I’m not sure if I’m asking this in the right place. My apologies if I’m not.
I have a Dropbox account and when I go to “Selective Sync”, it tells me that I have well over 500,000+ files in my account.
I know I have a lot of duplicates that I need to prune out.
Recently, I started using Backblaze’s B2 service (on Fedora 29) along with restic. I did a complete backup of my “/home” folder which includes my Dropbox folder (and a full download of my Dropbox files).
When I log into my B2 control panel, it says I have 59,293 files total.
I know restic has a de-duplication feature, but there’s no way I have almost 10x duplicate files in Dropbox.
My thinking is to try and run some other app on my machine to see if it can identify how many dupes I have. Assuming I’m correct, and I don’t have that many dupes, how can I find out what’s going on?
File contents are packed (and deduplicated), not copied 1:1 into the repository.
How do the sizes of the folders compare with the size of the repo? Have you tried browsing the repo (
restic ls) to ensure everything is there?
To expand on what matt said, restic stores “tree” (directory) objects and “blob” (file content) objects in the data directory. Files you back up may have their contents split into multiple blobs, which means that pieces of files can also be deduplicated, not just entire files.
These objects are combined into packs that seem to average 4-5MB on my systems. Each file under the data directory is a pack, which may contain multiple objects.

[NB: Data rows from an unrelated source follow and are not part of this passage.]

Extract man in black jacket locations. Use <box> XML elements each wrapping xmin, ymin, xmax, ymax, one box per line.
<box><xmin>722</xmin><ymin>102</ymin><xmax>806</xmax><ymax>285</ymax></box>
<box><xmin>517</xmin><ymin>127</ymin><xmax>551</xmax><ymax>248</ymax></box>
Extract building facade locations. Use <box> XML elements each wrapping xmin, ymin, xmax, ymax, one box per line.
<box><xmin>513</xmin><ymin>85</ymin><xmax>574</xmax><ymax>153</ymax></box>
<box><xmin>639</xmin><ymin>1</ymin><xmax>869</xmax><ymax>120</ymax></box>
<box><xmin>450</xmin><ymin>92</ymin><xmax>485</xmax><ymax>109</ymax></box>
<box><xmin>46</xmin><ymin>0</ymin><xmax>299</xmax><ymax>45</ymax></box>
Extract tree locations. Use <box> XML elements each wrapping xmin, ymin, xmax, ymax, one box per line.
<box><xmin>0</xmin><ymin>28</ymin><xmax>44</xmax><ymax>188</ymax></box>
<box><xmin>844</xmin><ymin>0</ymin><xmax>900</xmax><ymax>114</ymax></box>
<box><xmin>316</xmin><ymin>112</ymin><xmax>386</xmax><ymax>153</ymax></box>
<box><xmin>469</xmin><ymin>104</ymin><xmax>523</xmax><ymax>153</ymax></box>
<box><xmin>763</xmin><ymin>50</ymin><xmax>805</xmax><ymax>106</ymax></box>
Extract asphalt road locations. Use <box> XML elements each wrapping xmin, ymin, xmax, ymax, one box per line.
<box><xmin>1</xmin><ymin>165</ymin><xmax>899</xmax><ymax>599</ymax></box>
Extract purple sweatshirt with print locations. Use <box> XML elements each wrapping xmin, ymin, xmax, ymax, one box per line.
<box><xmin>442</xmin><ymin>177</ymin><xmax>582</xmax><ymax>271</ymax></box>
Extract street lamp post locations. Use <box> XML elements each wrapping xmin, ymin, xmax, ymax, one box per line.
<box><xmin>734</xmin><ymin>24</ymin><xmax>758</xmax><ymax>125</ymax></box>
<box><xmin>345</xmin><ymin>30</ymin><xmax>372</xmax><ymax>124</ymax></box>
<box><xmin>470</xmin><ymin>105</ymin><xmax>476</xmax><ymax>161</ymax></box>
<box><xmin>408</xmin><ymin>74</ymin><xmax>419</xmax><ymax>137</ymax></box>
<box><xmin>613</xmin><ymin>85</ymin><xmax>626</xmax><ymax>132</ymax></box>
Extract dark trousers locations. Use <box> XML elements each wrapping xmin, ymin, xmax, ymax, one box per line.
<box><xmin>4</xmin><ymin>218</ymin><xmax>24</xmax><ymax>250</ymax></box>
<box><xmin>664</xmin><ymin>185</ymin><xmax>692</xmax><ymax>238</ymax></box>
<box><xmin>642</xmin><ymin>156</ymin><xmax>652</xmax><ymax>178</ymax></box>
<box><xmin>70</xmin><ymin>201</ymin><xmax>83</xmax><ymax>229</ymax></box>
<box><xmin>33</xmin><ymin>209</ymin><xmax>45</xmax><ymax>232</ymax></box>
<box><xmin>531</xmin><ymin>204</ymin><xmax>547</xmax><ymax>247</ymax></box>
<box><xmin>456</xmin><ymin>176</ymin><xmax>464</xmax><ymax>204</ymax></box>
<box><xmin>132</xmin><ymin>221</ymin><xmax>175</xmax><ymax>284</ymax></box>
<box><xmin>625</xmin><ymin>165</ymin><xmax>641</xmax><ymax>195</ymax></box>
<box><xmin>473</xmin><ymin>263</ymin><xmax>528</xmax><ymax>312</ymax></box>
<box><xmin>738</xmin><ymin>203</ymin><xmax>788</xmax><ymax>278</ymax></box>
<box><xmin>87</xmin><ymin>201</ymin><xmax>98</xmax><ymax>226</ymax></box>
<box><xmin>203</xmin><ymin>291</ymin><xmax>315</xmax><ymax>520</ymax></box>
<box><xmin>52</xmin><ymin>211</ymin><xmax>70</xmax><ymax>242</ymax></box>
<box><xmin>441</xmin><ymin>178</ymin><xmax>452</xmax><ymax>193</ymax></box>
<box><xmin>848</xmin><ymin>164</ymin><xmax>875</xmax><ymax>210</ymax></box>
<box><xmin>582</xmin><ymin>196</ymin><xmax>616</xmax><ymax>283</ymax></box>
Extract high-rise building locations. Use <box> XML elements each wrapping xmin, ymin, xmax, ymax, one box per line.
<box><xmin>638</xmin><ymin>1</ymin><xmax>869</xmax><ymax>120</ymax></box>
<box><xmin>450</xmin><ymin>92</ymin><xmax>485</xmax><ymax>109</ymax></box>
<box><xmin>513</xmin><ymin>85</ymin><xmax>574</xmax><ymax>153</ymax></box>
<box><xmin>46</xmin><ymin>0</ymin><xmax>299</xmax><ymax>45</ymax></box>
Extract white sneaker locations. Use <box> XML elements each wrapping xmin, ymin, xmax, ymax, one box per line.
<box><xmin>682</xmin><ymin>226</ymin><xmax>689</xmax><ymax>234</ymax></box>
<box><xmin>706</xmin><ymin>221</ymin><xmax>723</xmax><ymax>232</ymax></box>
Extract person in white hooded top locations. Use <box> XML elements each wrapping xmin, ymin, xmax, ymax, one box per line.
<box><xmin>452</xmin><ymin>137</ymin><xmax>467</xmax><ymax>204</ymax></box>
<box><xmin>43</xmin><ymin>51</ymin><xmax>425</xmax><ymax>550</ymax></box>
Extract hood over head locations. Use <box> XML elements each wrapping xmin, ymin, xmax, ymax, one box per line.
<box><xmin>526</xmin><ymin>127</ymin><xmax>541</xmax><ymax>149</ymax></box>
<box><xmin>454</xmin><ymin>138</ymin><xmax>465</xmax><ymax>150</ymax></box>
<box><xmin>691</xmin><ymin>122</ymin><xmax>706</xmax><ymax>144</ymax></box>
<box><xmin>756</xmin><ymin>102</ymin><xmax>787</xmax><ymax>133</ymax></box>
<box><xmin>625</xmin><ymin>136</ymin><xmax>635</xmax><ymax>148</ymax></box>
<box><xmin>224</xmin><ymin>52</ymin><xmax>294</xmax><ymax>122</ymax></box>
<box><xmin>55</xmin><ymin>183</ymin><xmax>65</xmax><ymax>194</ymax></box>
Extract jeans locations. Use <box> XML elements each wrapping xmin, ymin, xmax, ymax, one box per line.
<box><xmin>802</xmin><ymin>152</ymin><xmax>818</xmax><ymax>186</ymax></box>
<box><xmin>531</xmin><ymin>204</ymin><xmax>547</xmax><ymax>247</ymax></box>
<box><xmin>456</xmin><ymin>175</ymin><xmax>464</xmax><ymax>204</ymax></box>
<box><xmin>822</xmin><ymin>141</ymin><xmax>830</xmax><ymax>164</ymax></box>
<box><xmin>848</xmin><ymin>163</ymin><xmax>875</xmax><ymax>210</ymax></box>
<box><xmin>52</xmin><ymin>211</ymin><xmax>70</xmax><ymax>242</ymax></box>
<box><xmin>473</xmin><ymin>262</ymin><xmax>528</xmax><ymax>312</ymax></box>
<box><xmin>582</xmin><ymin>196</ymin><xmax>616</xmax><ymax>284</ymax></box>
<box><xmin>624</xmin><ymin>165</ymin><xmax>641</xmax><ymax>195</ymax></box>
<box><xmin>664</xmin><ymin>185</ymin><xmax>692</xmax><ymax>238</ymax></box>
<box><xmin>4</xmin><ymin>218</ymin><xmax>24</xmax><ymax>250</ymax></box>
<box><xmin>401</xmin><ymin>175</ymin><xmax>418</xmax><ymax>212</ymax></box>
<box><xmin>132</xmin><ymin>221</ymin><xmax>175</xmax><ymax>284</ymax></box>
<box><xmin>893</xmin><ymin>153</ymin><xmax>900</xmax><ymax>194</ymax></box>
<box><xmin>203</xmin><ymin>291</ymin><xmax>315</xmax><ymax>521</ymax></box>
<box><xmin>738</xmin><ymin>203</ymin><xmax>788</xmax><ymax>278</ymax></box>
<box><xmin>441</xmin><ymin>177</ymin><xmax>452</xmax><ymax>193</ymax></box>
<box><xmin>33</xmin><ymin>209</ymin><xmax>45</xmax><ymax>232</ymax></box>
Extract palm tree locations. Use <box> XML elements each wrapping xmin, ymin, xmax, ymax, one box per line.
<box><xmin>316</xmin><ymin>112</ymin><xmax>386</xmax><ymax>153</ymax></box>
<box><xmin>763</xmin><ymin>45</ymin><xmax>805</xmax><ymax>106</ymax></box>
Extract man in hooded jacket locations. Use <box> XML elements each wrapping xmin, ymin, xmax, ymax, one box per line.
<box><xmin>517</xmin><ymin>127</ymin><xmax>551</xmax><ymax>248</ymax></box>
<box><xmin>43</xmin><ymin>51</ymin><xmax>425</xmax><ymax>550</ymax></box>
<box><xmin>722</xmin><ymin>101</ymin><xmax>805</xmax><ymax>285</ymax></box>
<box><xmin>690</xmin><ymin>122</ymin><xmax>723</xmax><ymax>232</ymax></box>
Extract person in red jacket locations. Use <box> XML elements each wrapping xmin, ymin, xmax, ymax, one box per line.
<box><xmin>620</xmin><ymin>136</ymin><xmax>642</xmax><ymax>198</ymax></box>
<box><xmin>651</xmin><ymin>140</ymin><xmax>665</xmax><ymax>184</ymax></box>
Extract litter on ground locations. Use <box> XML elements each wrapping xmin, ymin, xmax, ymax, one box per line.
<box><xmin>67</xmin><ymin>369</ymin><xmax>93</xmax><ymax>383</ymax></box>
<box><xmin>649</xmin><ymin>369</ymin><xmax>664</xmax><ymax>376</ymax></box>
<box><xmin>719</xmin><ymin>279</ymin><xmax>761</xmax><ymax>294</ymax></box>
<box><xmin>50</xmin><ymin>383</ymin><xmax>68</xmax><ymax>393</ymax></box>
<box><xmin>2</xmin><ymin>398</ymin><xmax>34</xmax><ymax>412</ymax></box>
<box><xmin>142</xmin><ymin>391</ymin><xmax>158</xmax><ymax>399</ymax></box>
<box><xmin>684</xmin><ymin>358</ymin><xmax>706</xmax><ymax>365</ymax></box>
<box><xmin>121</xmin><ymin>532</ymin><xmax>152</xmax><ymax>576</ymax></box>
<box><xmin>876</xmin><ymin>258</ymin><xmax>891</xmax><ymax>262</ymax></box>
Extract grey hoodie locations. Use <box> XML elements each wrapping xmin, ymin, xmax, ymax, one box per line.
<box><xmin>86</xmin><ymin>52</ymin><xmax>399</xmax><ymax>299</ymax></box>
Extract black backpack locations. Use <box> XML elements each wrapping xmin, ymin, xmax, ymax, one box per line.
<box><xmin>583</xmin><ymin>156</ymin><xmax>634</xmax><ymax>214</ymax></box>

This means if you have one file that’s 25MB, that file’s contents may be stored in five packs, so one file on your source became five files in the backup.
By the same token, if you have 1,000 files that are 5KB each, they could all wind up being stored in the same pack, so your thousand source files became a single file in the backup.
The tl;dr is that there is no relationship between the number of files in the repository structure and the number of logical snapshotted files that the repository contains.